I’ve been to the Cosmosphere in Kansas before, on the way to my first Overland Expo in 2011. I was just about to leave to start the big trip, and it was something of a shake down for the Ural. I learned a lot about traveling with the Ural on that trip, mostly that it wasn’t ready for the trip I wanted to take, and that it was too much motorcycle for what I wanted to do. The caused a sudden, last minute change to my 250, Curiosity. I wonder, sometimes, how different my trip and the years since would’ve been if I hadn’t been faced with this last minute challenge.
When I stopped at the Cosmosphere the first time, it was an impulse based on seeing a Point of Interest marked on the map. That trip ended up having a lot of space things on it, but it was still early and I hadn’t really thought about a theme. I hadn’t expected much, a small space museum with models and posters, maybe a short movie. What I found was a satellite museum of the Smithsonian, and the best collection of Soviet Space memorabilia outside the Russia.
While I’ve frequently brought the Cosmosphere up as favorite place occasionally, I haven’t been back since that first visit. Since I was taking a similar route (Cliff has a similar speed and range to the Ural, and slightly worse gas milage), I figured this was the year to go. I’d left early and found a park near Hutchinson, Kansas to sleep in (it’s a bit easier to just park anywhere in the RV), but was a bit slow in the morning and arrived at the museum around lunch time. I will admit to still adjusting to having all the food and cooking resources of Cliff. I was still adjusting.
The map makes the museum look rather small, but it’s deceiving. There are a lot of little rooms, and thousands of words to read on all the displays. Here and there are short video presentations, one on the success rates of USA rockets before NASA really got going,
And a personal favorite from the cold war
There are other amazing things on display, such as the actual command module from Apollo 13. Yes, the one they really went to space in, completely refurnished.
Things that have been in space are cool.
There is also one of the two remaining Luna Sphere. Five were made, one was lost in space (it missed the moon), one just lost, one landed on the moon, and two are in the USA. One is in Kansas.
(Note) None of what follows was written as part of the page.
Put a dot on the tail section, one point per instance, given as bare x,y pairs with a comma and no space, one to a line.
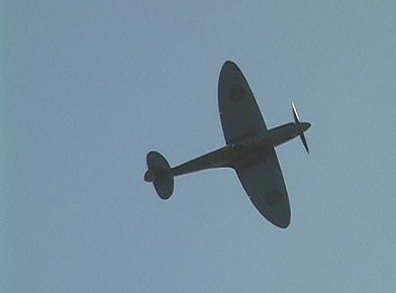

It was a total propaganda move, landing these on the moon. There is a complete timeline of the Soviet Space program, contrasting it with the American one at several points. It’s a long read, matched with the actual Soviet space tech on display. I spent a lot of time there, though the parts where it trends into the rest of the cold war (while also interesting) I skipped over most of it. I was having an odd itch to get moving. Oddly enough, the same thing happened my first visit, after spending a few hours inside. Perhaps I was just too recently back on the road.